Rape (and the ever-present threat of it), along with the patriarchal fantasy construct that enables it, has become such a crutch for fantasy writers. It's become the "Planet England" trope of mature fantasy. It makes for such lazy, yawn-inspiring writing that I decided to have the world reject the entire concept so that I'd be forced to not use it. It made for a much better story and much deeper female characters, to the point that I'm eschewing it for the rest of the series.
 

WooHooMan

Auror
I had a setting called "The Garden" which was basically a world created by the gods as a place for them to have tea parties. The whole setting is really green, lots of forest and the inhabitants are gnomes, pixies, fairies, goblins and other "little" fantasy races. They would use badgers, possums and other similar animals as mounds.
It was supposed to invoke a classic fairy tale, Peter Pan type tone. The Land of Oz was a big inspiration. The theme of the setting was mortals falling out of grace with the higher powers (gods, nature, society, etc.).
The mythology involved the main harvest god who owned the "holy homestead" which was like a grand cosmic farm that encompassed the whole universe. Most of the myths would be framed as domestic issues concerning a farming family and were supposed to bring to mind rural Americana lore.

The first story I started in this setting involved a gnome who was disillusioned by religion contracting a disease which leads him to go on a quest to reclaim his faith while patching things up with some old enemies.
Second story involved a dryad who manages to reach the top of the forest canopy only to discover that the sky is a solid object that is only about 200 feet high. And then from there they attempt to leave The Garden by busting through the sky. The sun wasn't happy about that and tried to stop them before they broke the sky.
Third story involved a fairy who plans to rob a king by allowing themselves to be taken prisoner by the king's guard. And then there's some court politics.
 

Corwynn

Troubadour
I used to have typical fantasy races and creatures like elves, dwarves, and dragons in my setting, but I dropped them because I wasn't really interested in writing about them, they were just sort of there as background flavour.
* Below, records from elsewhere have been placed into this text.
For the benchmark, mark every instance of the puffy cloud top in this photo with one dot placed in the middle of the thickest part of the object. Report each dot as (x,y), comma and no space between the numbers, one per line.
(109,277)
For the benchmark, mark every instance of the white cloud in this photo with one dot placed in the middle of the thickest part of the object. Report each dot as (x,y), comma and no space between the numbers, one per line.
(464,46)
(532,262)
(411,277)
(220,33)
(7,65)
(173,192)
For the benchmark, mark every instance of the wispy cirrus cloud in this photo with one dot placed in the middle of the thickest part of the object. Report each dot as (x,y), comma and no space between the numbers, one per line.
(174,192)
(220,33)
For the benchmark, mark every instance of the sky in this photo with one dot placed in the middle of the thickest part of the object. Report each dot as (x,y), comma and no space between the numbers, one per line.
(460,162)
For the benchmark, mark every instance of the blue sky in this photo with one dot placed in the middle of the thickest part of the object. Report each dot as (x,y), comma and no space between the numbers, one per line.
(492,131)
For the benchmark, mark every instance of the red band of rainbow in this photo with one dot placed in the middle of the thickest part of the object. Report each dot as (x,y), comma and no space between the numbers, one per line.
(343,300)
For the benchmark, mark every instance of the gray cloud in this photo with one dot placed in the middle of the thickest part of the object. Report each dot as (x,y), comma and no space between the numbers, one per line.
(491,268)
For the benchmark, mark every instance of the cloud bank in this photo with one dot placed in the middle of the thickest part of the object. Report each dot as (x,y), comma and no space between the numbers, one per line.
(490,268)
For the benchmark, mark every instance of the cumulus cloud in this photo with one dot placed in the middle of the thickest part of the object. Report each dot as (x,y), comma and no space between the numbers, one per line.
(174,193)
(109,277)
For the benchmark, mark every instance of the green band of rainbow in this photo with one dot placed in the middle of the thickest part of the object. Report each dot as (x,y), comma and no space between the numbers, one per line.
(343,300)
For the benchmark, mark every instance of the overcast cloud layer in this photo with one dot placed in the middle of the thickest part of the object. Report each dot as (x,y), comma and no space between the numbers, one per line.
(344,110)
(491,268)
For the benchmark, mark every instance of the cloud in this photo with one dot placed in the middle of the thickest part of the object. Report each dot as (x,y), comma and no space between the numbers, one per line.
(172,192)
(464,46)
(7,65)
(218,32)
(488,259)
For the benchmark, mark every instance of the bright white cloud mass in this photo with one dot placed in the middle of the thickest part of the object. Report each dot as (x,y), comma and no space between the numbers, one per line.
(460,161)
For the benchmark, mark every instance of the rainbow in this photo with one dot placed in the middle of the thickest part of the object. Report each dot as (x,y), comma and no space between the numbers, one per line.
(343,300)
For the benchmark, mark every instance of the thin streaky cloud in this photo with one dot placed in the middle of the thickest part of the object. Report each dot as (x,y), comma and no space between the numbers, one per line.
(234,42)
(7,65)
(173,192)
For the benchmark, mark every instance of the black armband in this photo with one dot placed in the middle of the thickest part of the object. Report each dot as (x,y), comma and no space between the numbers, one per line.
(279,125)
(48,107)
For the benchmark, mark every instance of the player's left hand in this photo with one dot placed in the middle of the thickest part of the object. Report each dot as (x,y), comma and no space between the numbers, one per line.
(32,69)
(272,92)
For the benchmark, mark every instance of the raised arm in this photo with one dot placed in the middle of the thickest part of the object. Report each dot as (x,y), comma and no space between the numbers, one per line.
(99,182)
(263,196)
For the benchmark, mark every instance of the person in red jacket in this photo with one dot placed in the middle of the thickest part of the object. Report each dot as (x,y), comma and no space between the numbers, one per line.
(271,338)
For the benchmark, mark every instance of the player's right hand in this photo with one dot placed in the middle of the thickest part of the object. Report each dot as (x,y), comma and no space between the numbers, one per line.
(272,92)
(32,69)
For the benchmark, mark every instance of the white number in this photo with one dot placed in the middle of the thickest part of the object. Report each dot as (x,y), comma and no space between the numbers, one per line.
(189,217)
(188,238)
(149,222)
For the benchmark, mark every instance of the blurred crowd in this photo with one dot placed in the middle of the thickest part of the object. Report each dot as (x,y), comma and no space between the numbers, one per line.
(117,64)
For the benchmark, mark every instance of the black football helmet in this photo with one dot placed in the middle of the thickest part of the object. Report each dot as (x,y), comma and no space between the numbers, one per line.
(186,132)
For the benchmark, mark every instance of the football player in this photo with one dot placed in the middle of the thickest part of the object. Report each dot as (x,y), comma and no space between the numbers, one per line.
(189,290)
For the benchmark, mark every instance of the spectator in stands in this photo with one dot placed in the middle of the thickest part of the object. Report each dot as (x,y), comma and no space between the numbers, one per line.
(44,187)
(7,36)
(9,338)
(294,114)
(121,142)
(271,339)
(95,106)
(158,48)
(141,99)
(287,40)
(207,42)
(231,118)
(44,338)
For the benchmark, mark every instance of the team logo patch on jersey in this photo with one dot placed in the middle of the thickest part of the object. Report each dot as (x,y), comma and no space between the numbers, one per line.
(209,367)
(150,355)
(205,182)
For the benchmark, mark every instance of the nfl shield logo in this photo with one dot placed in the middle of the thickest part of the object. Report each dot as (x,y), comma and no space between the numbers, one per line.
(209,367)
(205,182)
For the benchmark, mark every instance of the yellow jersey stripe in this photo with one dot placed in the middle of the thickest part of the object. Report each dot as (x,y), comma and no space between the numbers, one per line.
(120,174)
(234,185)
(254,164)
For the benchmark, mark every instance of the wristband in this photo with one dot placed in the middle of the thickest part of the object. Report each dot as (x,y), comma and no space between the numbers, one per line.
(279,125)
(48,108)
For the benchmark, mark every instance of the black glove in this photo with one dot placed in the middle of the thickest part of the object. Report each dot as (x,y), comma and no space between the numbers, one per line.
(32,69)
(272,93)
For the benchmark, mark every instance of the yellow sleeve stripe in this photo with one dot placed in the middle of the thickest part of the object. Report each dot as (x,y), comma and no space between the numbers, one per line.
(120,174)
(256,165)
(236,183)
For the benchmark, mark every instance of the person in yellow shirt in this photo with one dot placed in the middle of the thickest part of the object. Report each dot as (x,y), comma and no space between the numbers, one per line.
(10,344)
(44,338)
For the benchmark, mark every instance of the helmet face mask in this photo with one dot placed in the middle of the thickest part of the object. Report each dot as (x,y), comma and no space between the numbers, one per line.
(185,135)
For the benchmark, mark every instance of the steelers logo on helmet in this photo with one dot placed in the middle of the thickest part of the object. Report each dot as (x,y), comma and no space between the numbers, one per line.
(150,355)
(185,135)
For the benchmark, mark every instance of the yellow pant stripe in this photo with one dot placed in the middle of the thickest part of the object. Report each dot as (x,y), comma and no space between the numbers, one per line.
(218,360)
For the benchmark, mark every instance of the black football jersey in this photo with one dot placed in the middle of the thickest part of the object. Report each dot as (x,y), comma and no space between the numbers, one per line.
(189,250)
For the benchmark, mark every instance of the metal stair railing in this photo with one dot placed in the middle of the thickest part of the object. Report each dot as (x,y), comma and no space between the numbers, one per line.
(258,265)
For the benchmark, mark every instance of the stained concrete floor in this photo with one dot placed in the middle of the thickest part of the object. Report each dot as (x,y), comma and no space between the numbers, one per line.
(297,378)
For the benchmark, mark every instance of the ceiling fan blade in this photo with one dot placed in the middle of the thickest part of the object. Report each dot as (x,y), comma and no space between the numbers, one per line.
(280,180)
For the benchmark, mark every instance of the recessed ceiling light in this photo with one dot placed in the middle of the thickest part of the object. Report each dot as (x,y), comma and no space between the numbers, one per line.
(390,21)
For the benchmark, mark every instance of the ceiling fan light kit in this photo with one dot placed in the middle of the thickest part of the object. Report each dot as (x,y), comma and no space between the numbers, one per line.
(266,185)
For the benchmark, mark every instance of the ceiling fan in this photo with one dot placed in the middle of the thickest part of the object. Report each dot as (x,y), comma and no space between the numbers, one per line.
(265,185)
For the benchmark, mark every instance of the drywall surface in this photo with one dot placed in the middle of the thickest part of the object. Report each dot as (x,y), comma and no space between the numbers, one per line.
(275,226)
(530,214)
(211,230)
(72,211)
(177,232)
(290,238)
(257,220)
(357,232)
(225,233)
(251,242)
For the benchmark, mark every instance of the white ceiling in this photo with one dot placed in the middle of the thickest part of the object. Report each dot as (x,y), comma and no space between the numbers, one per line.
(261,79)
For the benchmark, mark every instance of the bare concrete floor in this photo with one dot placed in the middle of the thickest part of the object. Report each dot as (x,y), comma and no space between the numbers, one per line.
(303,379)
Also, the countries in my setting used to have clear real-world equivalents (this country is fantasy Germany, this country is a fictional version of France, etc.). Over time, I mixed locations and time periods, and added a few inventions of my own.

Overall, my world has become less derivative and more original over time.
 

Tom

Istar
My high fantasy project has gone through a lot of iterations over the years, so I have an entire pile of rejected ideas. Here are some of the ones that seem most ridiculous, when I look at what the story is now:

1. Non-human races. Somewhere around the second year I was writing this, I decided to include creatures such as elves, dryads, and dwarves. I also included two races of my own invention--Ulinjad, which were a little like the Uruk-Hai but more intelligent and humanlike, and the Balsgor, basically my take on tieflings. One of the main characters was originally half-dryad.

2. Existence of the Fey. This ties into the non-human races somewhat, but it was a much more developed idea that persisted a long while after the rest of the races had been scrapped. They Fey in my worldbuilding were strange, amoral beings like they were in Irish myth, and their existence formed the basis of the magical disturbances that starts the story along.

3. An actual, tangible divine being that interacted with the human characters and physical world. I scrapped this idea pretty quickly, as I realized that I didn't want a definitive spiritual side to my world. Each culture has its own gods and its own religious beliefs, and I didn't want to give special treatment to just one. I also feel culture worldbuilding is stronger when the narrative isn't outright telling you which people are right and which are wrong about how the world works.